# Suggestsions for nooby photographer's first DSLR



## Slarsen88 (Jul 24, 2012)

Hello all, 

I'm new to the canonrumors forum and to photography. I'm looking for suggestions for a camera that has great still and video capabilities. My budget is about ~$1200.

Thank you for the advice and suggestions!


----------



## erwinrm (Jul 24, 2012)

T4i with the 18-135 kit lens is $1199. That's a very good starter kit for any hobbyist.


----------



## Slarsen88 (Jul 24, 2012)

I have found the 60d with the same size lense for $1199 Amazon or, if it's still avaiable, for $899 at Frys, is there an advantage for picking the T4i over the 60d?


----------



## erwinrm (Jul 24, 2012)

For me, it's Digic 5, higher ISO, and continuous video focus for the T4i.

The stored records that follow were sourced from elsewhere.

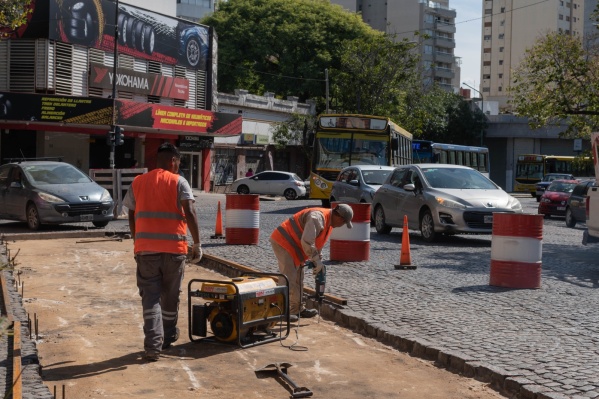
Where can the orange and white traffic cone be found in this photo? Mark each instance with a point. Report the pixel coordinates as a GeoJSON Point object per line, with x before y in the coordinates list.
{"type": "Point", "coordinates": [218, 229]}
{"type": "Point", "coordinates": [405, 260]}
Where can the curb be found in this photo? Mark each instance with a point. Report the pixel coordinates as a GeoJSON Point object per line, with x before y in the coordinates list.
{"type": "Point", "coordinates": [509, 384]}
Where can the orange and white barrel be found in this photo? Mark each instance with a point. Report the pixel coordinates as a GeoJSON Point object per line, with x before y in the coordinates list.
{"type": "Point", "coordinates": [353, 244]}
{"type": "Point", "coordinates": [242, 219]}
{"type": "Point", "coordinates": [516, 250]}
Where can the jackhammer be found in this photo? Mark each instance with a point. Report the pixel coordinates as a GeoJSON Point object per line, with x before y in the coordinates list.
{"type": "Point", "coordinates": [319, 282]}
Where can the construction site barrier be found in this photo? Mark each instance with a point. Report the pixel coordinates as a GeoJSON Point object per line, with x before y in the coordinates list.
{"type": "Point", "coordinates": [352, 245]}
{"type": "Point", "coordinates": [516, 250]}
{"type": "Point", "coordinates": [242, 219]}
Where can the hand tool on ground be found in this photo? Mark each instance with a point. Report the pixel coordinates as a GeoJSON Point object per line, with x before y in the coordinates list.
{"type": "Point", "coordinates": [281, 370]}
{"type": "Point", "coordinates": [105, 239]}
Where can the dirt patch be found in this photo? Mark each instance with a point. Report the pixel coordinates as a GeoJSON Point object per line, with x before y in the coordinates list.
{"type": "Point", "coordinates": [91, 341]}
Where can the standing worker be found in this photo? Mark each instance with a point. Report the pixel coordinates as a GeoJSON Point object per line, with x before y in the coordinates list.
{"type": "Point", "coordinates": [161, 208]}
{"type": "Point", "coordinates": [301, 238]}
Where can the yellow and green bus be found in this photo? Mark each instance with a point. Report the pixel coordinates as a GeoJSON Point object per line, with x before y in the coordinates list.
{"type": "Point", "coordinates": [342, 140]}
{"type": "Point", "coordinates": [530, 169]}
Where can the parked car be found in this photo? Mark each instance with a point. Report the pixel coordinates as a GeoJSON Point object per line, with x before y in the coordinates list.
{"type": "Point", "coordinates": [359, 183]}
{"type": "Point", "coordinates": [577, 203]}
{"type": "Point", "coordinates": [554, 199]}
{"type": "Point", "coordinates": [546, 181]}
{"type": "Point", "coordinates": [440, 199]}
{"type": "Point", "coordinates": [286, 184]}
{"type": "Point", "coordinates": [48, 192]}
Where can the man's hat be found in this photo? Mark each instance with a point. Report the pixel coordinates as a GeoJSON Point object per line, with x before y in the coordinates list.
{"type": "Point", "coordinates": [346, 213]}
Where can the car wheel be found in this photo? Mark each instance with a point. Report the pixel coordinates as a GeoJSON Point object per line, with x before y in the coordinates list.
{"type": "Point", "coordinates": [33, 218]}
{"type": "Point", "coordinates": [379, 221]}
{"type": "Point", "coordinates": [290, 194]}
{"type": "Point", "coordinates": [570, 221]}
{"type": "Point", "coordinates": [427, 227]}
{"type": "Point", "coordinates": [192, 52]}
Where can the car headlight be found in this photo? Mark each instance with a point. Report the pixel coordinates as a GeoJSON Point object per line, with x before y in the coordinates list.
{"type": "Point", "coordinates": [105, 196]}
{"type": "Point", "coordinates": [514, 204]}
{"type": "Point", "coordinates": [449, 203]}
{"type": "Point", "coordinates": [49, 197]}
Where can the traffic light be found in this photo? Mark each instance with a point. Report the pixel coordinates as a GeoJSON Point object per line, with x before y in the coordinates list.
{"type": "Point", "coordinates": [119, 138]}
{"type": "Point", "coordinates": [109, 138]}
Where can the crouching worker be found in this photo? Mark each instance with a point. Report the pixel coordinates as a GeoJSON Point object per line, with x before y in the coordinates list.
{"type": "Point", "coordinates": [301, 238]}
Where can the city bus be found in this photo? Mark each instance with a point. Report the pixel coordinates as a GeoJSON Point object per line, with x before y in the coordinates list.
{"type": "Point", "coordinates": [530, 169]}
{"type": "Point", "coordinates": [425, 151]}
{"type": "Point", "coordinates": [344, 140]}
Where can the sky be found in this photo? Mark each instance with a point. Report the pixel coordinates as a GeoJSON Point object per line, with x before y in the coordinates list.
{"type": "Point", "coordinates": [468, 35]}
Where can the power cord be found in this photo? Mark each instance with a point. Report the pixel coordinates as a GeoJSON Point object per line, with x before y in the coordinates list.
{"type": "Point", "coordinates": [293, 346]}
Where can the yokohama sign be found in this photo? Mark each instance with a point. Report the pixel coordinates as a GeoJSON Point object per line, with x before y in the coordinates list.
{"type": "Point", "coordinates": [138, 82]}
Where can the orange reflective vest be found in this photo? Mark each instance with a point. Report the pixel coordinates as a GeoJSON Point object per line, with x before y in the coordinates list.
{"type": "Point", "coordinates": [160, 224]}
{"type": "Point", "coordinates": [289, 234]}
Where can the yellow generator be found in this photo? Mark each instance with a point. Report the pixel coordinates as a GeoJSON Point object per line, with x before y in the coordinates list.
{"type": "Point", "coordinates": [248, 310]}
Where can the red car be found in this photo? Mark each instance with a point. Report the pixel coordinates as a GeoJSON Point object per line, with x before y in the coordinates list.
{"type": "Point", "coordinates": [554, 199]}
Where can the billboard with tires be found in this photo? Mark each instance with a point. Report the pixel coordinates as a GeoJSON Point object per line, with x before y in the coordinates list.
{"type": "Point", "coordinates": [141, 33]}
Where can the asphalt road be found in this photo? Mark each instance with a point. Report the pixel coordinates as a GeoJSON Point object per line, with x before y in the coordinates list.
{"type": "Point", "coordinates": [542, 343]}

You might prefer the better viewfinder and better overall build of the 60D.


----------



## Slarsen88 (Jul 24, 2012)

Awesome, thank you for the suggestion!


----------



## wickidwombat (Jul 25, 2012)

I would recommend having a good look at the nikon d3200 too since you are not invested in either format right now


----------



## paul13walnut5 (Jul 26, 2012)

Go into a shop and try a few bodies out in the hand.

The 600D (T3i) for example is quite a different camera to handle and hold than a 60D.

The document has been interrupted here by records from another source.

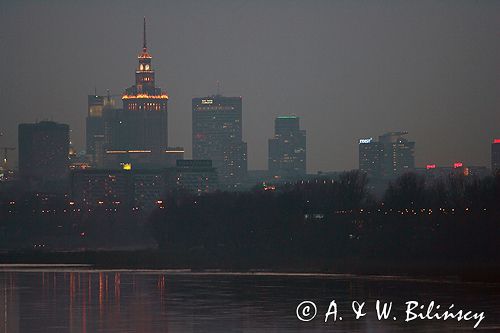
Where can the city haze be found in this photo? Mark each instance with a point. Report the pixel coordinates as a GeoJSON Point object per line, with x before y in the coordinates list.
{"type": "Point", "coordinates": [349, 69]}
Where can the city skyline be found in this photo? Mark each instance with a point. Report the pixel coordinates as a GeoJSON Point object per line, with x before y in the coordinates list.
{"type": "Point", "coordinates": [472, 113]}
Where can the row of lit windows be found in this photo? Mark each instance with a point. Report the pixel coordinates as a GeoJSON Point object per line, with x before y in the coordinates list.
{"type": "Point", "coordinates": [145, 106]}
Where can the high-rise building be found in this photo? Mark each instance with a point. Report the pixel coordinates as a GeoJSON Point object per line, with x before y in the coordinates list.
{"type": "Point", "coordinates": [43, 151]}
{"type": "Point", "coordinates": [142, 125]}
{"type": "Point", "coordinates": [287, 149]}
{"type": "Point", "coordinates": [370, 157]}
{"type": "Point", "coordinates": [97, 105]}
{"type": "Point", "coordinates": [389, 158]}
{"type": "Point", "coordinates": [398, 154]}
{"type": "Point", "coordinates": [217, 136]}
{"type": "Point", "coordinates": [495, 155]}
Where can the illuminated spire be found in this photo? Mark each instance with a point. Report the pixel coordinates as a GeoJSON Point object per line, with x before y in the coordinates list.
{"type": "Point", "coordinates": [144, 47]}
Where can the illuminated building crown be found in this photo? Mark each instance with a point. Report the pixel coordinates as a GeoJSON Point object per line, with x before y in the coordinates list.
{"type": "Point", "coordinates": [144, 95]}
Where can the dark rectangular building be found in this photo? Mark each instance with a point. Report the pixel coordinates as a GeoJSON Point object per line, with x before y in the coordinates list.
{"type": "Point", "coordinates": [217, 136]}
{"type": "Point", "coordinates": [43, 151]}
{"type": "Point", "coordinates": [495, 156]}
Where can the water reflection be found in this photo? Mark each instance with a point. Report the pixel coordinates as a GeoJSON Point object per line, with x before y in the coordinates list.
{"type": "Point", "coordinates": [121, 301]}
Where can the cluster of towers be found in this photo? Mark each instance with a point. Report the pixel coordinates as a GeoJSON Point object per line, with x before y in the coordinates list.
{"type": "Point", "coordinates": [136, 135]}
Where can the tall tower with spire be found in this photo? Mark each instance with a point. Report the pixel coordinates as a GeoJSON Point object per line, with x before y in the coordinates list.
{"type": "Point", "coordinates": [143, 95]}
{"type": "Point", "coordinates": [143, 123]}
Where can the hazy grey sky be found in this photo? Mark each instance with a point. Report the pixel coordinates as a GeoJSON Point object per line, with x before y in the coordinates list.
{"type": "Point", "coordinates": [349, 69]}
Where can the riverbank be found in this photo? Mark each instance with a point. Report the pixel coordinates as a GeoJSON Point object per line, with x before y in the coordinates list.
{"type": "Point", "coordinates": [161, 260]}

The Nikons have a quite different menu system and some interface differences (as a newb you may find a depth of field preview button useful, all canon DSLRs except the 1100D / T3 have this, only the upper end Nikons feature it)

I personally would suggest a cheaper body that gives you some PIC modes (so that is the rebels) but with manual controls to move on to when you are ready.

But you have to be happy with how any camera you buy fits in the hand, fits at the eye, and able to reach the main controls.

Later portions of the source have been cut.